> I guess you can see it that way too. So there are two ways to solve
> this:
>
> * only process-send-input in process filters makes sense
> * all but process-send-input in process filters makes sense
I assume you meant to write `process-send-string`, but I don't know what
you mean by the above (I understand neither bullets).
Yes, it's process-send-string. I talked earlier about how I think sit-for and
accept-process-output are two primitives that could just error when
called from within a process filter, because there's no possible reasonable
use for them, because they lead to recursive filters and recursive filters
are arguably "unreasonable". But process-send-string (without
output-acceptance) in a filter makes sense. That's the first bullet.

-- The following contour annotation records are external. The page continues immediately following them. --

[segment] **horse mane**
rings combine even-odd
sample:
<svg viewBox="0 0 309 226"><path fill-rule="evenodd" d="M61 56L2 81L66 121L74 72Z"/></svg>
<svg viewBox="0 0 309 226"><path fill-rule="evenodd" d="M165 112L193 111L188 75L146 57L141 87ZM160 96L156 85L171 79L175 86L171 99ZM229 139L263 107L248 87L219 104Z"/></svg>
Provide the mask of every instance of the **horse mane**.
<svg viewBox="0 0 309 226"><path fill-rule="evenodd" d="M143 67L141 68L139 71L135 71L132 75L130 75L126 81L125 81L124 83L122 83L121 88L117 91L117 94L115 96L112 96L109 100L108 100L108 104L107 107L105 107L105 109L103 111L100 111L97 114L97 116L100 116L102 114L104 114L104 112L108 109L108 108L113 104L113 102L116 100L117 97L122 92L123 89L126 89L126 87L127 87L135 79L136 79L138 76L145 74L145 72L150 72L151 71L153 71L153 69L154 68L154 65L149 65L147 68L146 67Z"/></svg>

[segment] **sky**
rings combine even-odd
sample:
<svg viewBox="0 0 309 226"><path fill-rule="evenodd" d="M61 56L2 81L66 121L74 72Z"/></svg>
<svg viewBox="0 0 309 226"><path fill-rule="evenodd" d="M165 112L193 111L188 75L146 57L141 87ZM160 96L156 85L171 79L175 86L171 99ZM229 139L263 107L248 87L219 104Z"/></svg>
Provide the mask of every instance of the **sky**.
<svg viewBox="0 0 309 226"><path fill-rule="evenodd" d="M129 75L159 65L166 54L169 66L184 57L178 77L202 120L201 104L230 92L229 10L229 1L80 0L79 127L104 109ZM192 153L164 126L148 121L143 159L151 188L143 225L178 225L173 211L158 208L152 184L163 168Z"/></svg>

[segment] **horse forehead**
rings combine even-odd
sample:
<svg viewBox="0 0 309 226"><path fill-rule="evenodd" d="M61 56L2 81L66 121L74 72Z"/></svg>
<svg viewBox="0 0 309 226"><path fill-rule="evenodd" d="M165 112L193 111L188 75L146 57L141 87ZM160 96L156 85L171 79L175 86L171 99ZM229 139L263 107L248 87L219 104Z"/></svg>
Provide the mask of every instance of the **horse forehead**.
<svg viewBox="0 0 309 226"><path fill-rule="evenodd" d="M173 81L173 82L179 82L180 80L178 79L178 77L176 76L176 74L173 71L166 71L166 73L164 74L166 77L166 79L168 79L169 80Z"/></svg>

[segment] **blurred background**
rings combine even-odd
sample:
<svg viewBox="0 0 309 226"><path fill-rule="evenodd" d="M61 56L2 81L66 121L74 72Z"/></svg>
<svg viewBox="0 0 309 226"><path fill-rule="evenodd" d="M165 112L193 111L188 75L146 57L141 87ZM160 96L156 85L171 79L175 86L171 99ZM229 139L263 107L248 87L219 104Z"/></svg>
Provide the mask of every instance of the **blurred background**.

The other bullet is that a-p-output and sit-for and even recursive filters may
make sense (if you know what you are doing, i suppose), but the common
case of sending a follow up message to a process (as a direct consequence
of the output just received) should _not_ be handled with an in-filter p-s-string,
but with something else, like the run-at-timer idea. In that case we can keep
process-send-string's output acceptance.
> I'm more into of the first persuasion, but I think it shouldn't allow
> output to be accepted when called from within a process filter.
Indeed, as a general rule doing a "blocking wait", such as
`accept-process-output` from within async code (process filter, timer,
etc..) is generally undesirable.
I agree, but process-send-string is never blocking, is it? And anyway
if we go your 'spawn' or 'run-asap' way, we don't need to change
process-send-string's output-acceptance semantics at all.